Wang Tong (584–617), courtesy name Wenzhongzi, was born in Shanxi and became a prominent thinker and educator of the Sui dynasty. The Three Character Classic of the Song dynasty lists him among the “Five Confucian Worthies” alongside Laozi, Zhuangzi, Xunzi, and Yang Xiong.

From childhood, Wang Tong was diligent in study, often reading late into the night. By fifteen, he began teaching, and by eighteen, he had aspirations to travel and learn from all regions. After passing the imperial exam as a xiucai, he traveled west to Chang’an, where he met Emperor Wen of Sui and presented the Twelve Strategies of Great Peace, advocating “honor the Way of the king, promote strategic governance, verify the past to guide the present, and manage the world with precision.” The emperor praised him, but court politics marginalized him.
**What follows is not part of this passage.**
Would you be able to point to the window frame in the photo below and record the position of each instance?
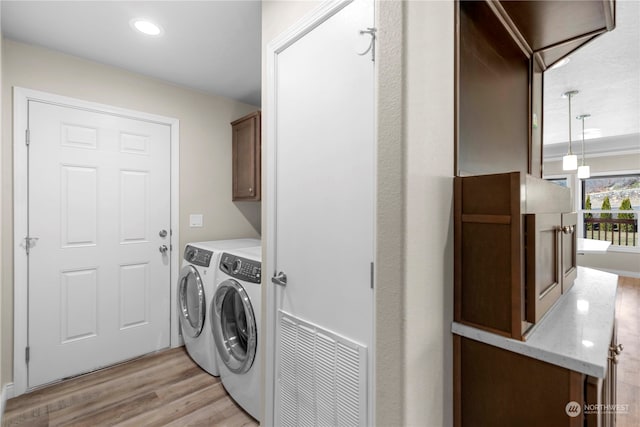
(578, 203)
Though briefly appointed tutor to the Prince of Shu, he resigned and returned home, focusing on teaching and annotating the Confucian classics. Over nine years, he completed works including Xu Shi (Continued Book), Xu Shi (Continued Poetry), Li Jing (Rites), Yue Lun (Music Treatise), Zan Yi (Praise of the Changes), and Yuan Jing (Original Canon), totaling eighty volumes.

Wang Tong revived Confucian scholarship, attracting thousands of students to his “He-Fen School.” He cultivated networks with scholars and officials, earning the title “Wang Confucius” and establishing the “He-Fen Dao” lineage. He transformed the mystical-leaning Confucianism of the Northern and Southern Dynasties toward rational metaphysics, proposing that “Qi, form, and consciousness” correspond to “Heaven, Earth, and Man,” a conceptual framework that foreshadowed Song dynasty Neo-Confucian thought. During a period of religious pluralism and competition among Confucianism, Daoism, and Buddhism, Wang Tong advocated the “Three Teachings Unified” principle, integrating insights from Buddhism and Daoism into Confucianism for practical governance, emphasizing balance, efficiency, and civic compliance.

Wang Tong thus stands as the major Confucian scholar 500 years after Yang Xiong (184 CE), inheriting the orthodox Confucian tradition, and reinforcing the intellectual lineage of Confucius.

Wang Tong died young at the age of thirty-three. His six major works—Xu Shi, Xu Shi, Yuan Jing, Li Jing, Yue Lun, and Zan Yi—were all lost by the Tang dynasty. What survives is the Wenzhongzi Shuo, a compilation of dialogues between Wang Tong and his disciples, modeled after Confucius’ Analects, organized into ten chapters: “Royal Way,” “Heaven and Earth,” “Serving the Sovereign,” “Duke of Zhou,” “Questions on the Yi,” “Rites and Music,” “History,” “Wei Ministers,” “Establishing Destiny,” and “Guan Lang.”

Wang Tong’s work represents the revival of Confucian thought after centuries of disunity, blending classical scholarship, metaphysics, and practical governance, and laying the foundations for later Confucian revival in the Sui and Tang dynasties.